Re: Display of Isolated Nonspacing Marks (was Re: Questions on ZWNBS...)

From: Philippe Verdy (
Date: Wed Aug 06 2003 - 09:32:37 EDT

    On Wednesday, August 06, 2003 12:36 PM, Kent Karlsson <> wrote:

    > > The NFD decompositions of spacing marks is alredy defined as a SPACE
    > > plus a non-spacing combining character.
    > Philippe, please! Those are *compatibility* decompositions. The
    > normal form NFD only uses *canonical* decompositions. And there is no
    > such thing as "NFD decompositions".
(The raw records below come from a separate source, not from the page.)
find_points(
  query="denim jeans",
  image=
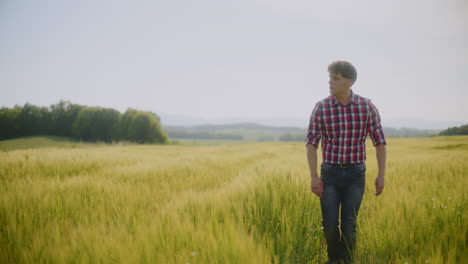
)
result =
(343, 188)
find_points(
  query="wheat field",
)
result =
(227, 203)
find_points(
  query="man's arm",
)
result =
(381, 153)
(316, 182)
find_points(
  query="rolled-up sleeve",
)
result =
(313, 133)
(375, 129)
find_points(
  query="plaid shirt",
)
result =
(344, 128)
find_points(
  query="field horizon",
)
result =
(250, 202)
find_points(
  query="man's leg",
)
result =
(330, 203)
(352, 197)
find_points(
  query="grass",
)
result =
(229, 203)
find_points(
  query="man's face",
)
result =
(339, 84)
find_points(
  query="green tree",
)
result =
(145, 127)
(9, 126)
(95, 124)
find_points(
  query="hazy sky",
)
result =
(255, 59)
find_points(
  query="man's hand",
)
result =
(317, 186)
(379, 184)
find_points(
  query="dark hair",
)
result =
(346, 69)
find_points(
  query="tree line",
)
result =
(461, 130)
(81, 122)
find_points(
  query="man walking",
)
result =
(342, 122)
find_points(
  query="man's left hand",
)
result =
(379, 184)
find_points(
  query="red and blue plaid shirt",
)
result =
(343, 128)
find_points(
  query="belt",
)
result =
(345, 165)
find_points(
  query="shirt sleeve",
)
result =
(313, 133)
(375, 129)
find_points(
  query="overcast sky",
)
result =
(252, 59)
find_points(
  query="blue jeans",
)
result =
(342, 187)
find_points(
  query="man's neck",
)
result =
(344, 98)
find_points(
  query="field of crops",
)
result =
(227, 203)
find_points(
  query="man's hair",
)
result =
(346, 69)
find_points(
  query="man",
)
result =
(342, 122)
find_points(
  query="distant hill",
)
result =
(257, 132)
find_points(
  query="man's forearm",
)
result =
(381, 153)
(312, 160)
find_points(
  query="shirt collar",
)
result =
(354, 99)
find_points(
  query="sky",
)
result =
(235, 60)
    Sorry for the confusion. Still even with a NFKD decomposition, it is clear that
    they already define combining sequences with the SPACE used as a base
    character. The real important thing is that the SPACE is already the base
    character already used as a combining mark holder, and Unicode processing
    should only be done without breaking in the middle of a combining sequence
    even in the case of a SPACE base character.

    It's true that not all (only most) combining non-spacing characters have a
    non-combining spacing counterpart. But when they exist, the decompositions
    proposed in the UCD are already an indication that the SPACE character
    should be preserved and not considered for break oppotunities if it is followed
    by a combining character. It is not extremely clear in the specification break
    properties where sequences of spaces are often unified, but there's already
    some rules that make it clear: a SPACE is a word separator only if not used
    in a combining sequence, and break opportunities are computed between
    grapheme clusters which cannot break a combining sequence.

    OK there's a problem with HTML, where sequences of whitespaces are
    normalized to a single whitespace, and this effectively creates a problem
    if a combining character is used after two spaces: the first one being a
    word separator or indenting space, the second being a base for the
    combining sequence. For now, most text can be created using spacing
    diacritics instead of combining sequences starting by SPACE, and this
    will work in HTML.

    For those diacritics which do not have a spacing counterpart already
    defined, there remains a problem which can only be solved using a
    separating format control between the first (separating)
    space and the second (base) space. I think this could be a ZWSP
    like this:


    (provided that the whitespace normalization algorithm will not
    include <ZWSP> in the whitespaces sequence and treat it
    isolately, something that a conforming HTML or XML processor
    should not do, as it should unify only sequences of <SPACE>,
    <TAB>, <CR>, <LF>, and only according to the context of the
    containing element whitespace properties controlling the
    normalization of XML whitespace sequences (leading, trailing,
    line break preservation, tabulator)...

    I did no verify completely in XSLT but this should be true too
    there for this kind of processing (hoping that ZWSP will not
    be considered in whitespace sequences)